Development cooperation for Ethiopia, Kenya and Tanzania will be implemented through support for human capital, environmental protection and entrepreneurship and the private sector. Within these thematic areas, Polish development cooperation will seek to achieve the same results as in the case of Senegal, i.e.:
- increase in access to better quality healthcare of mothers and children;
- improvement of the conditions and the quality of teaching at all levels of education;
- improvement of management of water resources, including increase in access to water supply and sanitation and promotion of hygiene;
- increase in access to renewable energy sources;
- limiting the processes of deforestation, desertification and land degradation;
- strengthening capacity to prevent and respond to natural disasters and catastrophes resulting from human activities;
- increase in entrepreneurship, especially among young people and women and new jobs created in rural areas;
- increased access to high-quality technical education and vocational training;
- increased competitiveness, productivity and innovativeness of producer groups, cooperatives and worker cooperatives, especially in the agri-food sector.
Development needs of East African partners are considerable, as can be seen from the example of indicators of the availability of sources of drinking water. Report of UNICEF and WHO of 2012 mentions Ethiopia, Kenya and Tanzania among ten countries with the largest number of residents without access to sources of drinking water. In Ethiopia, this problem affects 46 million people, in Tanzania – 21 million, in Kenya – 17 million.
Another important factor reducing the length and quality of life of the inhabitants of the region is difficult access healthcare. This problem concerns in particular the residents of Ethiopia, where the number of patients per one physician is 40,000 (data from 2009). It is not much better in Tanzania, where in 2012 this proportion was 32,358 patients per one physician (source).

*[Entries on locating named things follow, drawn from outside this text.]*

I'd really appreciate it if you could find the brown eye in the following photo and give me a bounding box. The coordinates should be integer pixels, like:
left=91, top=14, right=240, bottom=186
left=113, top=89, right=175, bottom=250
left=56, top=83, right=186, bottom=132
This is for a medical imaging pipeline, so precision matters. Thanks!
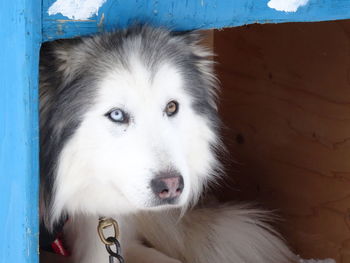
left=165, top=100, right=179, bottom=117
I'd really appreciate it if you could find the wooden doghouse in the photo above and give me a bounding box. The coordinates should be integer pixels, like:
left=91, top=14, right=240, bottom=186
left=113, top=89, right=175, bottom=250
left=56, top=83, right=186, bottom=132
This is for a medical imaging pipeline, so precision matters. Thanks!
left=0, top=0, right=350, bottom=263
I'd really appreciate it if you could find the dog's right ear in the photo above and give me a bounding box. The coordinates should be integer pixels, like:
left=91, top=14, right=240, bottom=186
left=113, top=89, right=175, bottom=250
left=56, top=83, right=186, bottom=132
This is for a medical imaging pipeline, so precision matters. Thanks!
left=40, top=38, right=86, bottom=83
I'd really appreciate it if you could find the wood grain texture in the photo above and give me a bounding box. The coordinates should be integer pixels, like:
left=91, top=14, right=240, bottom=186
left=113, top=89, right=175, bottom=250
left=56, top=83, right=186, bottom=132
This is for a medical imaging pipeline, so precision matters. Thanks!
left=42, top=0, right=350, bottom=40
left=214, top=21, right=350, bottom=263
left=0, top=0, right=41, bottom=263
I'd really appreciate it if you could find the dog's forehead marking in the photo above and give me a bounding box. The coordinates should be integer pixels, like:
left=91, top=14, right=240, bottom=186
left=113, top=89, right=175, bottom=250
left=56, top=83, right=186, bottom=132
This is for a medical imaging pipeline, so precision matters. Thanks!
left=99, top=56, right=184, bottom=109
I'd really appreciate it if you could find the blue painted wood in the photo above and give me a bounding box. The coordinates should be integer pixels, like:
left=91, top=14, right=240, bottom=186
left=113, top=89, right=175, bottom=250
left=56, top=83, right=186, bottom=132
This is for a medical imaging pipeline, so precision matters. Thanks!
left=43, top=0, right=350, bottom=40
left=0, top=0, right=41, bottom=263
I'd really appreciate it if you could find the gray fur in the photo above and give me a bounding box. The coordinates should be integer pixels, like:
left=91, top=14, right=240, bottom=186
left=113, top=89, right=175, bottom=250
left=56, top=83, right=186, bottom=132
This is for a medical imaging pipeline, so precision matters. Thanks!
left=40, top=26, right=220, bottom=229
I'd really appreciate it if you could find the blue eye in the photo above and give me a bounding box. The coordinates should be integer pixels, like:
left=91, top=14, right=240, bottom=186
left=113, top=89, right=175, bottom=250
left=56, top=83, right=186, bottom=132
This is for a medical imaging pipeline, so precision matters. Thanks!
left=106, top=109, right=127, bottom=123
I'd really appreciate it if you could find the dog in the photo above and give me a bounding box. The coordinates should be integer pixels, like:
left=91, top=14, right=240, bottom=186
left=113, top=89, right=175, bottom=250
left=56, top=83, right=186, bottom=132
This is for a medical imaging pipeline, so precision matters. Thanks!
left=40, top=26, right=297, bottom=263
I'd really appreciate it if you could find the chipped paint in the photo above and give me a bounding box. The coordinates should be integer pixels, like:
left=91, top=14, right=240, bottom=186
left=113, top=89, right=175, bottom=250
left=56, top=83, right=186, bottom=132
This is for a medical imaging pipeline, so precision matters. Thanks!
left=267, top=0, right=309, bottom=12
left=48, top=0, right=106, bottom=20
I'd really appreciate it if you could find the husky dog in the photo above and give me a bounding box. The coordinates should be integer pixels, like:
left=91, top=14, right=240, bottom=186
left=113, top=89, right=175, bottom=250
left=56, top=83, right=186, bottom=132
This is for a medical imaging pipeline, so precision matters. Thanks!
left=40, top=26, right=296, bottom=263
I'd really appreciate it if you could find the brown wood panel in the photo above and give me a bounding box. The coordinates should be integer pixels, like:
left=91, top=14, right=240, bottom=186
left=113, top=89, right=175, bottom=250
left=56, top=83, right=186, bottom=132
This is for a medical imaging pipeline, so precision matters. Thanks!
left=214, top=21, right=350, bottom=263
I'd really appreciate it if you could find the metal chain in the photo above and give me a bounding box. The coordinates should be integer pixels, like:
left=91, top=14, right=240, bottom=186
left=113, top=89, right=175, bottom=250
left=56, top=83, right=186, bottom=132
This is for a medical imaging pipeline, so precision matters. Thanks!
left=97, top=218, right=124, bottom=263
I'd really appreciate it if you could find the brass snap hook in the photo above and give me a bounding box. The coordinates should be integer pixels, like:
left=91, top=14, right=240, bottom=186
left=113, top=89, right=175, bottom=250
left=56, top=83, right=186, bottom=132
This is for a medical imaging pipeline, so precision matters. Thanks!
left=97, top=217, right=119, bottom=246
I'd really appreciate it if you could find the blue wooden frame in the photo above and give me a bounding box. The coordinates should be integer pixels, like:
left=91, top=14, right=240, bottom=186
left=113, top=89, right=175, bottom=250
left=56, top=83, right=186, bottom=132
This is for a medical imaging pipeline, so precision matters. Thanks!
left=0, top=0, right=350, bottom=263
left=43, top=0, right=350, bottom=40
left=0, top=0, right=41, bottom=263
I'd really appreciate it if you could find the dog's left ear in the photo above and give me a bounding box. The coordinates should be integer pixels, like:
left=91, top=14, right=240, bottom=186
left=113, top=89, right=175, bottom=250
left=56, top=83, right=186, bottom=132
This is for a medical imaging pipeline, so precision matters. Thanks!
left=172, top=30, right=214, bottom=59
left=172, top=30, right=219, bottom=111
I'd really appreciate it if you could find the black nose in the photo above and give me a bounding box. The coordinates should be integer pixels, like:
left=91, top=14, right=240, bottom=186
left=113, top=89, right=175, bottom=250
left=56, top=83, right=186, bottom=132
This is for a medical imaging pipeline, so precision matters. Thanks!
left=151, top=170, right=184, bottom=204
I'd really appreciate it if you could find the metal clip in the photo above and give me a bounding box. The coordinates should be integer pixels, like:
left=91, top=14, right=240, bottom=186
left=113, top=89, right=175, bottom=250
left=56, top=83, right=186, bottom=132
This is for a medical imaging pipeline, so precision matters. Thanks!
left=97, top=217, right=119, bottom=246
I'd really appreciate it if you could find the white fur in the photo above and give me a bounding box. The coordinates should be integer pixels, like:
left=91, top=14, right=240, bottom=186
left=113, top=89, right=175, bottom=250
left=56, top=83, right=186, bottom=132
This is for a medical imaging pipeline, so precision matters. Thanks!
left=66, top=205, right=297, bottom=263
left=42, top=27, right=296, bottom=263
left=52, top=58, right=215, bottom=223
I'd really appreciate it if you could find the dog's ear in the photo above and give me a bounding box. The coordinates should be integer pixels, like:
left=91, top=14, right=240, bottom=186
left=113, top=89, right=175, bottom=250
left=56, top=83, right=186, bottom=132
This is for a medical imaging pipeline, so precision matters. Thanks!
left=172, top=30, right=214, bottom=59
left=172, top=30, right=219, bottom=111
left=40, top=38, right=86, bottom=83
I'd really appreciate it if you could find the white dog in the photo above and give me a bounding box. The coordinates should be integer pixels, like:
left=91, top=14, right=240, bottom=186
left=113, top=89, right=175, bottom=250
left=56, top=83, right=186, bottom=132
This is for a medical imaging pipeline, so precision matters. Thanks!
left=40, top=26, right=296, bottom=263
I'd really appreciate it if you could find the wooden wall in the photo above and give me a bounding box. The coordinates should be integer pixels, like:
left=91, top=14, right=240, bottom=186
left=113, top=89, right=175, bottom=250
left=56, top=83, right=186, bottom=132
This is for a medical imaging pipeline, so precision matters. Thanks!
left=214, top=21, right=350, bottom=263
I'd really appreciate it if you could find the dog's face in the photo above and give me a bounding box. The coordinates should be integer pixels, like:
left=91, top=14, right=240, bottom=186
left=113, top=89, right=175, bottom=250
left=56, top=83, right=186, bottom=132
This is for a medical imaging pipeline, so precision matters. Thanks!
left=41, top=27, right=218, bottom=229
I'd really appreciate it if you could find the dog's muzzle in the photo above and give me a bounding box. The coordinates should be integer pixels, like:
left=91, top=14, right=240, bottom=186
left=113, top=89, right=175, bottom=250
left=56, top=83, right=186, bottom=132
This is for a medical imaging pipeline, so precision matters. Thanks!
left=151, top=169, right=185, bottom=205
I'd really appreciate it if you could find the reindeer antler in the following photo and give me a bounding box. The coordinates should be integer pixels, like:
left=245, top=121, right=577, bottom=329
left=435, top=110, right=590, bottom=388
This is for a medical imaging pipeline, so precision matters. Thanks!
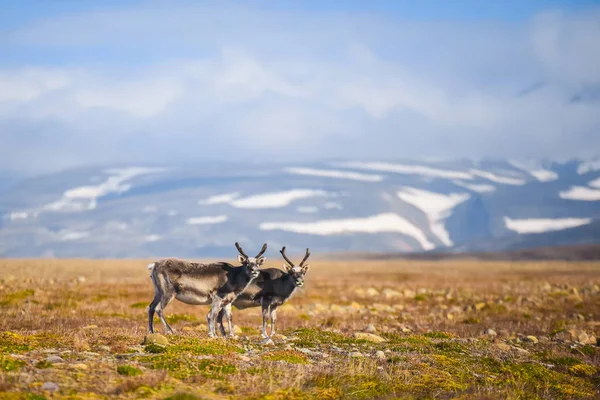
left=298, top=248, right=310, bottom=267
left=279, top=246, right=294, bottom=268
left=256, top=243, right=267, bottom=258
left=235, top=242, right=249, bottom=258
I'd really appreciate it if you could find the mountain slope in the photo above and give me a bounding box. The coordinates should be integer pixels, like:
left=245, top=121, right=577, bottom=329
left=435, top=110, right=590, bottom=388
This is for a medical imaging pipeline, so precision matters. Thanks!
left=0, top=160, right=600, bottom=257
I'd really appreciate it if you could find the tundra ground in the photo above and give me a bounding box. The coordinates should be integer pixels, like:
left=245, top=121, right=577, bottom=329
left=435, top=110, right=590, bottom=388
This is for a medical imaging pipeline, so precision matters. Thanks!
left=0, top=260, right=600, bottom=399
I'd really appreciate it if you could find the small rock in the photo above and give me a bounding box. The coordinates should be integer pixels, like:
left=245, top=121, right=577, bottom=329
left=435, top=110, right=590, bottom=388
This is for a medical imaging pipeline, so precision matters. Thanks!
left=354, top=332, right=386, bottom=343
left=485, top=328, right=498, bottom=336
left=398, top=325, right=412, bottom=333
left=42, top=382, right=58, bottom=392
left=81, top=325, right=98, bottom=330
left=381, top=289, right=402, bottom=299
left=142, top=333, right=169, bottom=346
left=525, top=335, right=538, bottom=343
left=496, top=342, right=511, bottom=351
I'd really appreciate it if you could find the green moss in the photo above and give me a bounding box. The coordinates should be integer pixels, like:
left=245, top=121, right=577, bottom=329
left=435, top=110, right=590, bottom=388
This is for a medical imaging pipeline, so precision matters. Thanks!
left=117, top=365, right=142, bottom=376
left=569, top=364, right=598, bottom=376
left=140, top=354, right=237, bottom=379
left=165, top=314, right=197, bottom=324
left=164, top=393, right=201, bottom=400
left=263, top=350, right=308, bottom=364
left=35, top=360, right=52, bottom=369
left=0, top=289, right=35, bottom=306
left=0, top=331, right=60, bottom=353
left=0, top=356, right=26, bottom=372
left=423, top=332, right=456, bottom=339
left=545, top=357, right=581, bottom=367
left=144, top=343, right=167, bottom=354
left=240, top=326, right=259, bottom=335
left=91, top=294, right=110, bottom=303
left=579, top=344, right=598, bottom=357
left=290, top=328, right=367, bottom=347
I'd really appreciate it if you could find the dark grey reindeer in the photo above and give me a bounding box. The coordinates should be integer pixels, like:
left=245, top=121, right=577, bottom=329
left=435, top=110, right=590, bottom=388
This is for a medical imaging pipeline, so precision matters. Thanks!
left=148, top=242, right=267, bottom=337
left=217, top=246, right=310, bottom=338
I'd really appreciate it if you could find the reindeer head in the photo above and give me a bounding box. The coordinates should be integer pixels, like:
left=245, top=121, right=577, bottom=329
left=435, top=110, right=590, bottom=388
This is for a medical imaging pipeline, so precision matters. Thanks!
left=235, top=242, right=267, bottom=278
left=279, top=246, right=310, bottom=287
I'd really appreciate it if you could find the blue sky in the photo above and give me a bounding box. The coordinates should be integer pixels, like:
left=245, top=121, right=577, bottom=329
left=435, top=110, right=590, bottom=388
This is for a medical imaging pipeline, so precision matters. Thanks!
left=0, top=0, right=600, bottom=173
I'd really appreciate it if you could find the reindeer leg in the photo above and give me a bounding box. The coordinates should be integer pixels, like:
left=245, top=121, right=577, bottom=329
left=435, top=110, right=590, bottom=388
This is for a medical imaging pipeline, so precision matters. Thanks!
left=217, top=309, right=227, bottom=337
left=156, top=293, right=175, bottom=334
left=260, top=301, right=269, bottom=339
left=206, top=296, right=223, bottom=338
left=269, top=305, right=277, bottom=337
left=223, top=303, right=238, bottom=339
left=148, top=293, right=160, bottom=333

East Africa also has one of the highest rates of maternal mortality and infant mortality. Particularly high level of maternal mortality occurs in Kenya, where in 2015 it amounted to 510 deaths per 100,000 live births, four times exceeding the target set by the Millennium Development Goals, i.e. 127 deaths per 100,000 live births by the end of 2015. In Tanzania and Ethiopia, these figures were respectively 398 and 353 deaths per 100,000 live births (source), which means that in terms of infant mortality these countries occupy very high places – 31st and 49th (source).
Analysis of the specificity of development problems of individual countries in the region indicates the urgent need for actions in the identified priority areas.